Sean Doyle sang The Shores of Lough Bran in 2004 on his Compass album The Light and the Half-Light.
Niamh Parsons sang Shores of Lough Bran on her and Graham Dunne’s 2015 album Kind Providence. She noted:
I always loved this Co. Leitrim song since I first heard it from Dolores Keane. I found some extra verses online on the Mudcat Café.
Lyrics
Niamh Parsons sings Shores of Lough Bran
Sit you down loyal comrades, sit you down for a while,
’Til I spend my last hours in Erin’s green isle.
Come fill up your glasses and we’ll drink hand in hand,
For tomorrow I’ll be leaving the shores of Lough Bran.

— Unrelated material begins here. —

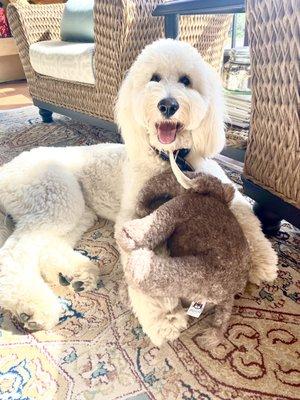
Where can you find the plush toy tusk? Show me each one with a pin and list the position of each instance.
(182, 179)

There’s my father and mother you can now hear their cry,
With their tears bewailing, would moisten your eye.
But I will assist them, please God, if I can,
Far away from lovely Erin and the shores of Lough Bran.
No more will I ramble ’round Hartnett’s green hills,
And the place I love dearest is down by the mill.
It’s great fertile valley where oft times I ran,
And inhaled the fresh breezes round the shores of Lough Bran.
Our fathers before us were forced for to roam,
’Twas the laws of coercion drove them from their home.
But the Heavens made for Ireland a scheme and a plan,
That sent our sons roaming like wild geese from Lough Bran.
In the oncoming morning I’ll be bidding adieu
To Leitrim, Drumshanbo and sweet Carrick too.
But no matter what fortunes I may make far away
My thoughts will be with you by night and by day.
My thoughts will be with you, while life’s course is spanned,
Far away from lovely Erin and the shores of Lough Bran.